“Don’t lie to me.” I unlink my hands and lean forward. “A spy wouldn’t use her real name.”

“I didn’t say it’s Yulia Tzakova.” She picks up the sandwich again and consumes another bite before explaining, “Yulia is a common name in Russia and Ukraine, and it happens to be my birth name. It’s the Russian version of Julia.”

“Ah.” That makes sense, and I’m inclined to believe her. It’s always easier to stick close to your real identity when going undercover. “So, Yulia, what is your real last name then?”

“My last name doesn’t matter.” Her soft lips twist. “The girl it belonged to no longer exists.”

“Then there’s no harm in telling me what it is, is there?” Despite myself, I’m intrigued. Whether it matters or not, I want to know her last name.

I want to know everything about her.

She shrugs and bites into her sandwich again. I can tell she has no intention of answering me.

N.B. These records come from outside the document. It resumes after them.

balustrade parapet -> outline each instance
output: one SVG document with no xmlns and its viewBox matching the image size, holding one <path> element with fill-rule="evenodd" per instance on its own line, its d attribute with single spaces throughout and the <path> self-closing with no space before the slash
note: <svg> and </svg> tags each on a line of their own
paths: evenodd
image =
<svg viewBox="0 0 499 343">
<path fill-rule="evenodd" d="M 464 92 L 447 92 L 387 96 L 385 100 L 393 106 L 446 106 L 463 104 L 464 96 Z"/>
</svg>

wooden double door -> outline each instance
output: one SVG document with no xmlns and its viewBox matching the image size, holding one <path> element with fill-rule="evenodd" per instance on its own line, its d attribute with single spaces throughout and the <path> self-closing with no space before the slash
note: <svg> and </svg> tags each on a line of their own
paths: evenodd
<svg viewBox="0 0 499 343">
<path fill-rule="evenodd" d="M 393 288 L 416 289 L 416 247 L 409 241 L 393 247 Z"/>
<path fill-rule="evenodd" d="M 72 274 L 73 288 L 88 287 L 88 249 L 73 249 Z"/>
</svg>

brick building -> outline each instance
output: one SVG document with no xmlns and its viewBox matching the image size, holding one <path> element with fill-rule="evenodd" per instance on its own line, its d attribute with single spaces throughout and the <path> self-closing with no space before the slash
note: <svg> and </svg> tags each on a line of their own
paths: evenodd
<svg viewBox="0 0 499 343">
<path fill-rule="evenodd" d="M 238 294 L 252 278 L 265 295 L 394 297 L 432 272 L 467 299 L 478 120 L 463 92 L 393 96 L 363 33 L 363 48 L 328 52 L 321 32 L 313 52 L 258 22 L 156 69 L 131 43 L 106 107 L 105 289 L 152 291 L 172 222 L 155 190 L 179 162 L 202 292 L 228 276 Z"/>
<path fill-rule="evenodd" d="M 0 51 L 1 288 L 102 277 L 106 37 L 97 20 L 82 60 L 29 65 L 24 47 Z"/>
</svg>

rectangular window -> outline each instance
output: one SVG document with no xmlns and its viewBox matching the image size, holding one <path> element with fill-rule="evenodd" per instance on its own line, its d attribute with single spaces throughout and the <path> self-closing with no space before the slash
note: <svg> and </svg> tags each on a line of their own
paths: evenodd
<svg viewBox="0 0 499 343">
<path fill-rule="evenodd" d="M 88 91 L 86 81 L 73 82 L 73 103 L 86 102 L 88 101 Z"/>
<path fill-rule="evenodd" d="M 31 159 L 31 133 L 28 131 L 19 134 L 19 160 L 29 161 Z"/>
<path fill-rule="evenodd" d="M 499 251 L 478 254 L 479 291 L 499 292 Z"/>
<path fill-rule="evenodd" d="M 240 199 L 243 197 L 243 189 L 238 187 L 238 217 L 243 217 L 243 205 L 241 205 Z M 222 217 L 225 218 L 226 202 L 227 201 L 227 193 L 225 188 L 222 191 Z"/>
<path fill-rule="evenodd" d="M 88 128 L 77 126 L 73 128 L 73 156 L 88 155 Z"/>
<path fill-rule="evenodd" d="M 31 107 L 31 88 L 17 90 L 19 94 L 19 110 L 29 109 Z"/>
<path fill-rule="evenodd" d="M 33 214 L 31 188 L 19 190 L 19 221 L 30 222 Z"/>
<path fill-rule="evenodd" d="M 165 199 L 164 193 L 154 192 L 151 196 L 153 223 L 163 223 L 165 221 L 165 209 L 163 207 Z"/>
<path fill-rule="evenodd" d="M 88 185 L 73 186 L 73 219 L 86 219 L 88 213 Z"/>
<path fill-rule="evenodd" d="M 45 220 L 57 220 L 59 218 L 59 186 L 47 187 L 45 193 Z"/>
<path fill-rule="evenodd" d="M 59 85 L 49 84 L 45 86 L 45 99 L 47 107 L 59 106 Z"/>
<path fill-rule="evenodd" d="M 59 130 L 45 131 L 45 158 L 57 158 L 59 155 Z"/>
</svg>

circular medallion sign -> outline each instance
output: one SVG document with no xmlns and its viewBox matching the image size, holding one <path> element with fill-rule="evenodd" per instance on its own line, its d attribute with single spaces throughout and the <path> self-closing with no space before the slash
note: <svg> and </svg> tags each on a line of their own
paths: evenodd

My teeth grind together, but I remind myself to be patient. The Russians hadn’t been able to get anything useful out of her in two months, so I certainly can’t expect to crack her in the first hour. Priority number one is having her eat and regain her strength. Answers will come later. I’ll get them out of her, one way or another.

For now, I mentally go through the information Buschekov emailed me on her. There isn’t much that they were able to uncover. All she’s admitted is that she’s twenty-two, not twenty-four as listed in her fake passport, and she was born in Donetsk, one of the embattled areas in eastern Ukraine. The Ukrainian government refused to claim her as one of their own, so the organization she works for must be private or strictly off the books. Her degree in English Language and International Relations from Moscow State University is apparently real; there is a record of Yulia Tzakova graduating from there two years ago, and Buschekov was able to track down professors and classmates who verified that she did, in fact, attend classes.

Did the Ukrainians recruit her at the university, or did they plant her there? It’s not out of the question that she’s been working for them since her teens. Agents rarely get recruited that young, but it does happen.

“How long have you been doing this?” I ask when she’s nearly done with her sandwich. Her pale cheeks have a bit of color in them now, and she looks less shaky. “Spying for Ukraine, that is?”

Instead of answering, Yulia takes a sip of water, puts down her glass, and looks straight at me. “May I use the restroom, please?”

My hands tighten on the table. “Yes—when you answer my question.”

She doesn’t blink. “I’ve been doing it for a while,” she says evenly. “Now, may I please pee in the toilet? Or should I do it here?”

The rage smoldering within me flares brighter, and I give in to it. In an instant, I’m next to her, grabbing her by her hair and yanking her to her feet. She cries out in pain, her hands clutching at my wrist, but I don’t give her a chance to start fighting. In less than two seconds, I have her folded over the table, her arm twisted behind her back and her face pressed against the table surface. The plate with the remnants of the sandwich slides off the table, shattering on the floor, but I don’t give a fuck.

She’s going to learn an important lesson right now.

“Say that again.” I lean over her, trapping her naked body underneath me. I can hear her fast, shallow breathing, feel the curve of her ass pressing into my crotch, and my cock hardens as dark sexual images invade my mind. In this position, all I need to do is open my fly, and I’ll be inside her.

The temptation is almost unbearable.

“Since I was eleven.” Her voice is thin, muffled against the table. “I’ve been doing it since I was eleven.”

Eleven?Stunned, I release her and step back. What kind of agency recruits a child?

Before I can digest her revelation, she scoots off the table and faces me. “Please, Lucas.” Her face is pale again, her lips trembling. “I really need to go to the restroom.”

Fuck.

I grab her arm. “You have five minutes,” I warn as I march her back to the bathroom. “And do not lock the door. I have the key.”

She nods and disappears into the bathroom, her half-dry hair streaming down her slender back.

Shaking my head, I go back to the kitchen to clean up.

I don’t want her to cut her bare feet on the shards of the broken plate.

18

Yulia

My knees shaking, I collapse against the closed bathroom door and try to calm my frantic breathing. What nearly happened in that kitchen shouldn’t have freaked me out so much, but it was too close to before... too close to that dark place I’ve fought so hard to escape. The position—on my stomach and helpless, with a man who’s determined to punish me on top—had been all too familiar, and I panicked.

I panicked like that fifteen-year-old I thought I’d buried.